Le simple mot remaniement ou toilettage de l’équipe gouvernementale les excite ou leur dresse les oreilles à la manière des chiens de chasse batéké. Certains jouent au fou du roi, sollicitent les pouvoirs surnaturels des marmiteurs, comme le cas de cet ancien ministre réputé proche d’un certain Issanga, un « nganga » qui lui aurait prédit sa première entrée au gouvernement. Son féticheur n’en avait, malheureusement, pas vu sa sortie prématurée et peu glorieuse.
D’autres, font la ronde des faiseurs de roi à Brazzaville(inutile de me demander leurs noms tant ils sont connus) à la recherche d’un strapontin, quand ils n’affichent pas ostensiblement leur signature de frère trois. Preuve qu’ils sont francs-maçons plus par opportunisme que par conviction. La course effrénée vers les postes politiques au Congo rend parfois fou.
Faut-il noter que depuis le retour aux affaires de Denis Sassou Nguesso en 1997, seuls 6 ministres ont effectué leur come-back au gouvernement: Rodolphe Adada, François Ibovi, Léon Alfred Opimbat,Alain Akouala, Rigobert Roger Andely et Inès Ingani. Une tendance moins jeune.
Il est certes très tôt pour tenter de dresser, voire même d’esquisser, un bilan de l’action de ces jeunes lors de leur passage au gouvernement. Mais l’on peut cependant identifier comme griefs: le faux et usage de faux, l’excès de zèle, le manque de maturité politique, le manque de respect du bien public, et, surtout, le manque de respect dû aux aînés…
Sur le dernier point, des jeunes ministres feignent d’ignorer que Denis Sassou Nguesso, qui s’est fait initier Mwéné à l’âge de 10 ans, reste attaché aux us et coutumes qui consacrent le respect dû aux aînés. Ce que des jeunes ministres ne donnent pas l’impression d’appliquer. » Ils veulent tout avoir en un jour: biens matériels, argents, belles caisses, belles créatures… », fait constater un ancien du landernau politique national.

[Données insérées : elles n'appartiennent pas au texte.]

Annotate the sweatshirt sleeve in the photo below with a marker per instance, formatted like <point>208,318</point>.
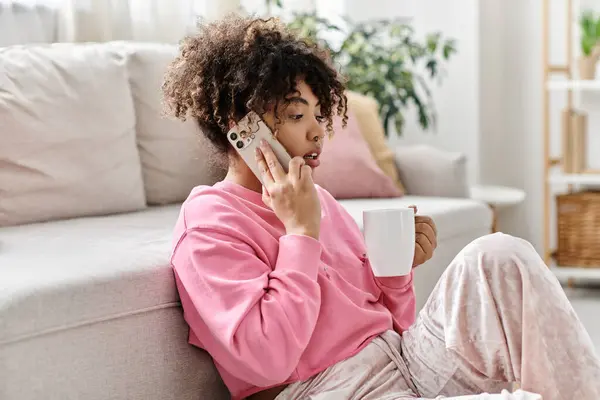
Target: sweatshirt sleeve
<point>254,320</point>
<point>399,298</point>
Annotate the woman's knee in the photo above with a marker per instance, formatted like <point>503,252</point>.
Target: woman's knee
<point>502,253</point>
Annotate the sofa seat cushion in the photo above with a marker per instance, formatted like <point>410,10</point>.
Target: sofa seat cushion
<point>59,275</point>
<point>67,134</point>
<point>452,216</point>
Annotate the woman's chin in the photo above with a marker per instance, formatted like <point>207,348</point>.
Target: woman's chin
<point>313,163</point>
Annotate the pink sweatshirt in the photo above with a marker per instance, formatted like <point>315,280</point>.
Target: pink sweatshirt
<point>273,308</point>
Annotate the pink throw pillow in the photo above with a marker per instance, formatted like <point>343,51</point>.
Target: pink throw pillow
<point>347,169</point>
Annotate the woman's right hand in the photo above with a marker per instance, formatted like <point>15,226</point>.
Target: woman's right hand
<point>292,196</point>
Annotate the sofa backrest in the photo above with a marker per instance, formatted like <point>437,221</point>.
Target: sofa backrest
<point>82,133</point>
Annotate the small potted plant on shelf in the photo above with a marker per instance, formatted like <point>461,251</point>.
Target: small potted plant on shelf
<point>590,48</point>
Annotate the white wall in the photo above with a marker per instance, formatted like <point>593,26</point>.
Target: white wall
<point>511,150</point>
<point>489,106</point>
<point>457,98</point>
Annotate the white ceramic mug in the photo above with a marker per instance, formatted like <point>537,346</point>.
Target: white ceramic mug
<point>390,239</point>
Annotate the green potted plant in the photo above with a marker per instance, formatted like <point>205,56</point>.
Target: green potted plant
<point>590,51</point>
<point>383,59</point>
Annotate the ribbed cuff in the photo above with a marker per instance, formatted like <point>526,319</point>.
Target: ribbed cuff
<point>299,253</point>
<point>395,282</point>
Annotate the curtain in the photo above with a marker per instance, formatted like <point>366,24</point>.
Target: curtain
<point>138,20</point>
<point>26,21</point>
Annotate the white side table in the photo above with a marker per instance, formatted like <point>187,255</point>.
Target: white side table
<point>497,197</point>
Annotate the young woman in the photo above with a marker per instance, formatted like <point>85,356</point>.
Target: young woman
<point>273,280</point>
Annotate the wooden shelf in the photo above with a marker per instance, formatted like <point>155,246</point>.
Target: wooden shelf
<point>574,179</point>
<point>564,274</point>
<point>590,85</point>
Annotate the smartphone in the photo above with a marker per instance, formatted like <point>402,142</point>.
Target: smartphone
<point>245,137</point>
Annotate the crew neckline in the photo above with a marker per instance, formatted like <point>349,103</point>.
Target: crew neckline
<point>241,191</point>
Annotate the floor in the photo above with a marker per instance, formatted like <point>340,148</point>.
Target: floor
<point>586,302</point>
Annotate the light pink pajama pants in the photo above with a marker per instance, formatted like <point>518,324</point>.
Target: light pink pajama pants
<point>498,319</point>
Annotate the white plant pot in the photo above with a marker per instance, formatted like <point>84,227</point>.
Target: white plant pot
<point>587,67</point>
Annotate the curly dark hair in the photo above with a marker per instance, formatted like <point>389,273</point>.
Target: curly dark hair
<point>241,64</point>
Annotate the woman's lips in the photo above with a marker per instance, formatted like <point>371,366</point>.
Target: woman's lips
<point>312,162</point>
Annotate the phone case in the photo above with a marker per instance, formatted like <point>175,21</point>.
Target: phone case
<point>245,137</point>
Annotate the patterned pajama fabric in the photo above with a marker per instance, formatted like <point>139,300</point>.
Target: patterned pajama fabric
<point>498,325</point>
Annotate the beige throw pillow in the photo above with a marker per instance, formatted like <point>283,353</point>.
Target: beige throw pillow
<point>67,138</point>
<point>366,110</point>
<point>175,156</point>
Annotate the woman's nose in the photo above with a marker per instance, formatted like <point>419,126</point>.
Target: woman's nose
<point>316,133</point>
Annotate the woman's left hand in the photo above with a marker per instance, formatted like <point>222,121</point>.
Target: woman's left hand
<point>425,238</point>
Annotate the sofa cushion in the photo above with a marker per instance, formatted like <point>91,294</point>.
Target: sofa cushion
<point>67,134</point>
<point>429,171</point>
<point>348,170</point>
<point>89,306</point>
<point>453,217</point>
<point>175,155</point>
<point>90,269</point>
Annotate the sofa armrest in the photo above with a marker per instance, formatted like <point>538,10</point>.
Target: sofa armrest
<point>428,171</point>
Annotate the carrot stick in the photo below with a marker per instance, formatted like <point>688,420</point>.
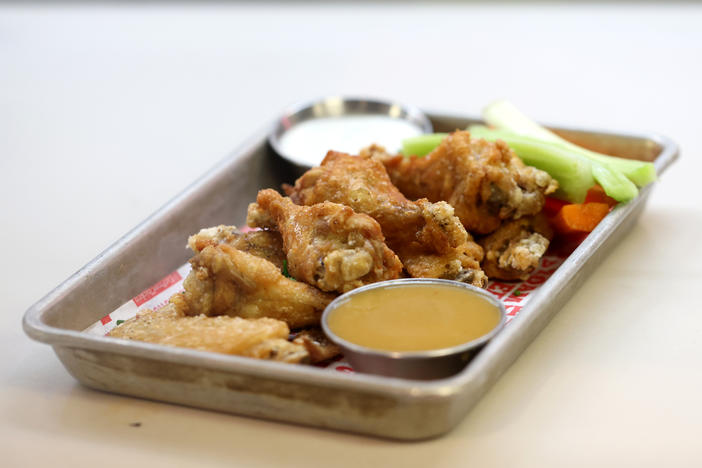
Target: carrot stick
<point>581,217</point>
<point>596,194</point>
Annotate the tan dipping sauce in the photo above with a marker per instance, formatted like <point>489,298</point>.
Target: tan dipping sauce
<point>413,317</point>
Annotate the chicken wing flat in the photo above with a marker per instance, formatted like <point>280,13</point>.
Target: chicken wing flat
<point>317,345</point>
<point>363,184</point>
<point>461,263</point>
<point>515,249</point>
<point>484,181</point>
<point>327,245</point>
<point>227,281</point>
<point>263,244</point>
<point>262,338</point>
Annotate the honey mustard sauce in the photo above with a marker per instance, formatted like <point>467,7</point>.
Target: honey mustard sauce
<point>414,317</point>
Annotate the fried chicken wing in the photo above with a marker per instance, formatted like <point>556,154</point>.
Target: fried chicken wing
<point>264,244</point>
<point>461,263</point>
<point>484,181</point>
<point>262,338</point>
<point>327,245</point>
<point>514,250</point>
<point>227,281</point>
<point>363,184</point>
<point>317,345</point>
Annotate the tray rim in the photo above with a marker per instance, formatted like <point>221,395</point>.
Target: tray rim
<point>38,330</point>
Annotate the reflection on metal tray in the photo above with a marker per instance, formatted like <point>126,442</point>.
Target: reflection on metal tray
<point>376,405</point>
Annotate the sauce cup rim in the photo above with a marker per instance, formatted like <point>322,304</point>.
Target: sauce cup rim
<point>337,106</point>
<point>430,353</point>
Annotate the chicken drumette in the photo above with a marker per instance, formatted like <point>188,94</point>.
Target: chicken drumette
<point>429,239</point>
<point>484,181</point>
<point>227,281</point>
<point>363,184</point>
<point>327,245</point>
<point>264,244</point>
<point>513,251</point>
<point>262,338</point>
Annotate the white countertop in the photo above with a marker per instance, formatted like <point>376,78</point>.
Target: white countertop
<point>106,112</point>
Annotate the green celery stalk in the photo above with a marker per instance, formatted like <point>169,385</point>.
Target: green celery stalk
<point>504,115</point>
<point>573,173</point>
<point>422,145</point>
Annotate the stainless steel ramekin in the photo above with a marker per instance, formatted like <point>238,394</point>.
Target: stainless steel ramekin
<point>421,365</point>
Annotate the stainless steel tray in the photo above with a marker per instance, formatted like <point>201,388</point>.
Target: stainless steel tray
<point>375,405</point>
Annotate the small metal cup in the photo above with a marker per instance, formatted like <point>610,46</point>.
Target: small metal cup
<point>420,365</point>
<point>338,106</point>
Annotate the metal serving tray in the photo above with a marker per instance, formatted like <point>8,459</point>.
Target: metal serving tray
<point>375,405</point>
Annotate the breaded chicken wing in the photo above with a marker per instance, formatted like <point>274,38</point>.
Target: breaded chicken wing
<point>327,245</point>
<point>363,184</point>
<point>227,281</point>
<point>461,263</point>
<point>262,338</point>
<point>514,250</point>
<point>484,181</point>
<point>264,244</point>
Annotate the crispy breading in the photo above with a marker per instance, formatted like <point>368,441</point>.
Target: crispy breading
<point>484,181</point>
<point>515,249</point>
<point>262,338</point>
<point>227,281</point>
<point>317,345</point>
<point>363,184</point>
<point>327,245</point>
<point>264,244</point>
<point>461,263</point>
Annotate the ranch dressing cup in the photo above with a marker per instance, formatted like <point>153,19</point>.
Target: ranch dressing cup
<point>304,134</point>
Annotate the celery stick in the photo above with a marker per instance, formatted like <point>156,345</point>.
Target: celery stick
<point>504,115</point>
<point>422,145</point>
<point>573,173</point>
<point>615,184</point>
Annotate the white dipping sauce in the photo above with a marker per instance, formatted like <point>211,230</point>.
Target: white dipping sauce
<point>308,142</point>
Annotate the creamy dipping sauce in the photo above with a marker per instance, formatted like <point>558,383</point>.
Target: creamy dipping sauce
<point>308,142</point>
<point>414,317</point>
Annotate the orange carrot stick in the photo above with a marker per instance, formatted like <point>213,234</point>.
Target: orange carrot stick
<point>581,217</point>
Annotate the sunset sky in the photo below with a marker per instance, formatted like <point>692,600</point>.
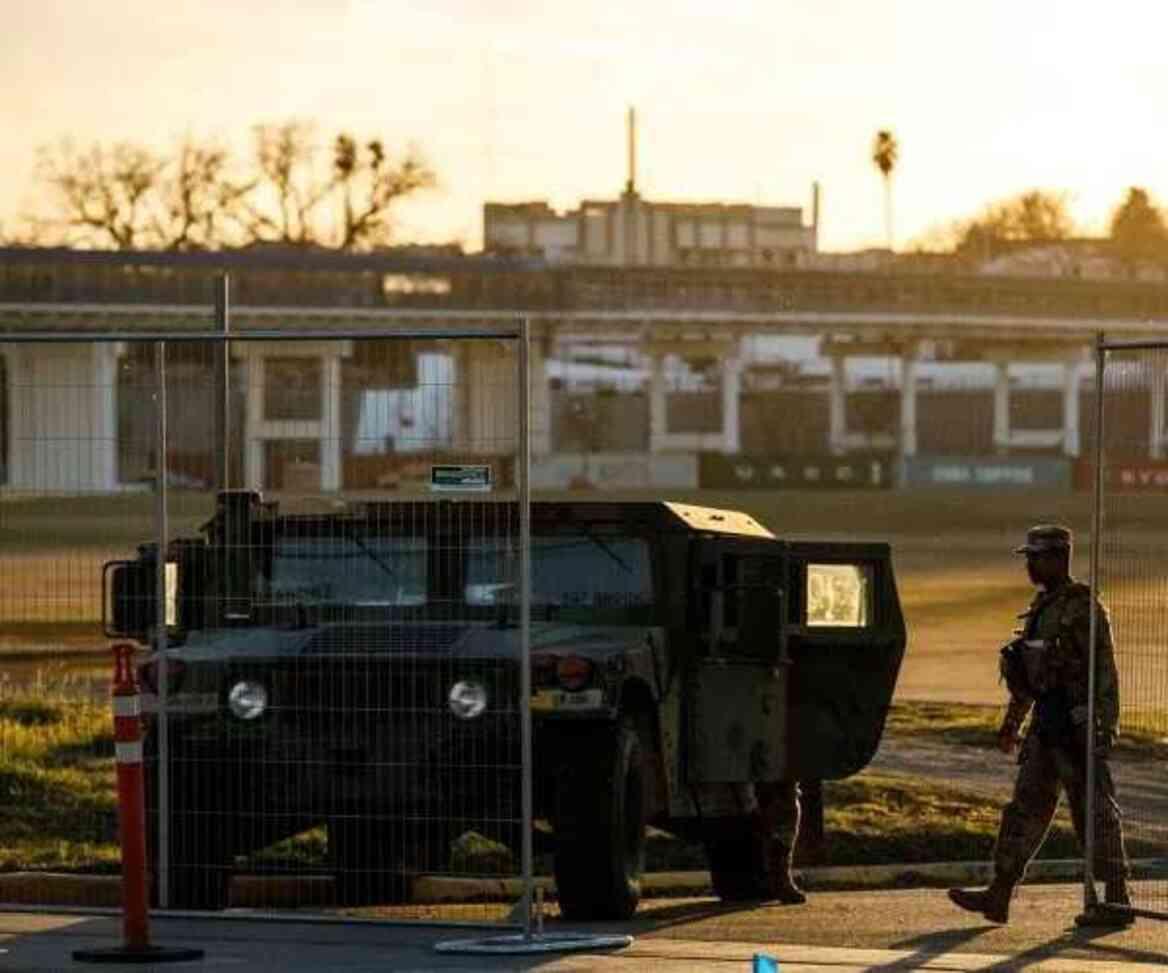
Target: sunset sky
<point>518,99</point>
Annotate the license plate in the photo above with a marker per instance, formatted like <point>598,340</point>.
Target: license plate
<point>561,699</point>
<point>181,702</point>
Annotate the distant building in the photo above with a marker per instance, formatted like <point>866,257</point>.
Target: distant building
<point>633,230</point>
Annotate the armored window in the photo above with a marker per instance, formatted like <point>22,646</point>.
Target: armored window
<point>838,595</point>
<point>367,571</point>
<point>568,570</point>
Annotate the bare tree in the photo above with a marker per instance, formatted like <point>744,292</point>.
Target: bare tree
<point>103,195</point>
<point>197,196</point>
<point>1035,216</point>
<point>298,201</point>
<point>885,154</point>
<point>368,185</point>
<point>200,200</point>
<point>1138,230</point>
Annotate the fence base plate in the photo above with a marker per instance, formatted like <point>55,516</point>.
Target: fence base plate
<point>130,954</point>
<point>516,944</point>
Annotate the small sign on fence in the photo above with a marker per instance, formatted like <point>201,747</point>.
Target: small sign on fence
<point>460,478</point>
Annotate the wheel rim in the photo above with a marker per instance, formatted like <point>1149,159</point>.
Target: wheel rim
<point>634,824</point>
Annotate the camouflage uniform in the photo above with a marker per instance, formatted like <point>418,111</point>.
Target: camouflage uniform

Un autre point sombre, 3 sur 5 de ces jeunes ministres ont produit un cursus académique faux! Confie une haute autorité de la République ayant requis l’anonymat. Les recherches effectuées en France, notamment pour un ancien ministre, qui avait présenté l’université de Nancy comme lieu d’obtention de son diplôme, et l’Enas (École nationale des Assurances),où un autre jeune et ancien ministre dit avoir obtenu son Master en Assurance, sont restées infructueuses. Toutes nos tentatives d’en savoir davantage auprès des intéressés sont lettre morte. Peut-être, les 2 ministres cherchent-ils à tuer l’infox par le silence. Erreur. On tue l’infox en présentant des preuves irréfutables.
Autant d’impedimenta qui rendent bien étroite la route qui pourrait ramener ces jeunes et anciens ministres au gouvernement, à l’exception, peut-être, de Bienvenu Okiemi, croît savoir notre source.